In C++ I think we can provide some nicer syntax which preserves the syntactic illusion of array access.
I think this is going to be sufficient as an MVP, but there’s one caveat: SIMD. You can indeed have an array of i128 values, but you can only access that array’s elements as i128; worse, you can’t load multiple data from an i8 array as i128 or even i32.
Compare this to to the memory control proposal, which instead proposes to map buffers to non-default memories. In WebAssembly, you can in theory (and perhaps soon in practice) have multiple memories.
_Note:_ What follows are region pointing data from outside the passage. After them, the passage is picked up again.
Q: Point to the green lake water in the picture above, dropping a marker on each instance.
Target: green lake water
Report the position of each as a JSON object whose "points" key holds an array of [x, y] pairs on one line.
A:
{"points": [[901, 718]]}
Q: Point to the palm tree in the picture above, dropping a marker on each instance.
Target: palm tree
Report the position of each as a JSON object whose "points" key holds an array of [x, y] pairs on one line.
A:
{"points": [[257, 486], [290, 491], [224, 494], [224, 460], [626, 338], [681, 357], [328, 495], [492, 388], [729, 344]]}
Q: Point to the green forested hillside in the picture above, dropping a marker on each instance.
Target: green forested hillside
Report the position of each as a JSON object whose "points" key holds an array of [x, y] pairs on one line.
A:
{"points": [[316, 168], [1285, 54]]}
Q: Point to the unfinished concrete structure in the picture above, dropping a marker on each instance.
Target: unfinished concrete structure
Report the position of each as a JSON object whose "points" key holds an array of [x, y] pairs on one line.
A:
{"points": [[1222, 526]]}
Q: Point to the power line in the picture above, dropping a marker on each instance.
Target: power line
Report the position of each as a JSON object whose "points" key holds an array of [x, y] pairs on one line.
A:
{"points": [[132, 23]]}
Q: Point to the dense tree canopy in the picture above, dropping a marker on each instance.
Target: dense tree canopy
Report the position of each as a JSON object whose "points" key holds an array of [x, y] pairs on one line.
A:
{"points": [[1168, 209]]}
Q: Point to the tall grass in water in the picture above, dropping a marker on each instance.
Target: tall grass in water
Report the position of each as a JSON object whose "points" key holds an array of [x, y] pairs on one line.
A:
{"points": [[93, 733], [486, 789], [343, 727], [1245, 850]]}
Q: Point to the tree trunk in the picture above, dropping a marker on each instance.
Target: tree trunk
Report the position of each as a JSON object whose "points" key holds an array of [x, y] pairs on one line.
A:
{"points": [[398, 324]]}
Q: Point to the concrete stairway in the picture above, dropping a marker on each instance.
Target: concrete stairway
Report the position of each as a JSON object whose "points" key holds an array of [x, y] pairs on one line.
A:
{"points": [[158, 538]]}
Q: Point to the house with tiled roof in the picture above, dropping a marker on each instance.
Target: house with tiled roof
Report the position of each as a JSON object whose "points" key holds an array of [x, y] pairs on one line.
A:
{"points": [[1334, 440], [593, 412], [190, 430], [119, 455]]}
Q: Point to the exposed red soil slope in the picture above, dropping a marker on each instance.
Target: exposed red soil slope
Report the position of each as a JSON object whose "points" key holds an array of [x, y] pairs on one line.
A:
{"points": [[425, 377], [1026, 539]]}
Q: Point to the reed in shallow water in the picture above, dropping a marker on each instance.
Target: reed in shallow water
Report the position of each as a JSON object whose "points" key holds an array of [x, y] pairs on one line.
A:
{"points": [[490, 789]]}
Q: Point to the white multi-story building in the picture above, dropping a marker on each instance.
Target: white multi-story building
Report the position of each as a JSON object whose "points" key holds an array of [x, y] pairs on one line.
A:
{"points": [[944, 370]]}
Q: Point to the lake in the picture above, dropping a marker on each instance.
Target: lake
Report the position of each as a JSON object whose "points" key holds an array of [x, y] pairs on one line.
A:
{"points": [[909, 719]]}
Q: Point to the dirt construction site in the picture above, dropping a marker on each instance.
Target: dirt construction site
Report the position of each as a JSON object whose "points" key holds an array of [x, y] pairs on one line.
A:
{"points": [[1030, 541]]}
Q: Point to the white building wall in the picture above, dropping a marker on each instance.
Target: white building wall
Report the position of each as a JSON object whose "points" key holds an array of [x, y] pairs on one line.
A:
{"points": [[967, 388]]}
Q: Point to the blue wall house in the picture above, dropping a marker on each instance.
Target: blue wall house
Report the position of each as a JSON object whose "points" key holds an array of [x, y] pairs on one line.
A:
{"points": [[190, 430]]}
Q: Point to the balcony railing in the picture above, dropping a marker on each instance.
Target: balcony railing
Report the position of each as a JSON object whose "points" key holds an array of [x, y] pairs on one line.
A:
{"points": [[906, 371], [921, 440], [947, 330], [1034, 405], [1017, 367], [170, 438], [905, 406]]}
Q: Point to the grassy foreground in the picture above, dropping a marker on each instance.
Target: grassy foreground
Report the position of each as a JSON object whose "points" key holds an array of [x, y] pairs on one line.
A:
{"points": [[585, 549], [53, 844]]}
The easiest way I can see on the toolchain side is to use the address space feature in clang:
void process(uint8_t *array __attribute__((address_space(42))), size_t len) { uint32_t sum; for (size_t idx = 0; i < len; i++) sum += array[idx]; // ... }
How exactly to plumb the mapping between address spaces which can only be specified by number from the front-end to the back-end is a little gnarly; really you’d like to declare the set of address spaces that a compilation unit uses symbolically, and then have the linker produce a final allocation of memory indices. But I digress, it’s clear that with this solution we can use SIMD instructions to load multiple bytes from memory at a time, so it’s a winner with respect to accessing GC arrays.
Or is it? Perhaps there could be SIMD extensions for packed GC arrays. I think it makes sense, but it’s a fair amount of (admittedly somewhat mechanical) specification and implementation work.
& future
In some future bloggies we’ll talk about how we will declare new reference types: first some basics, then some more integrated visions for reference types and C++. Lots going on, and this is just a brain-dump of the current state of things; thoughts are very much welcome.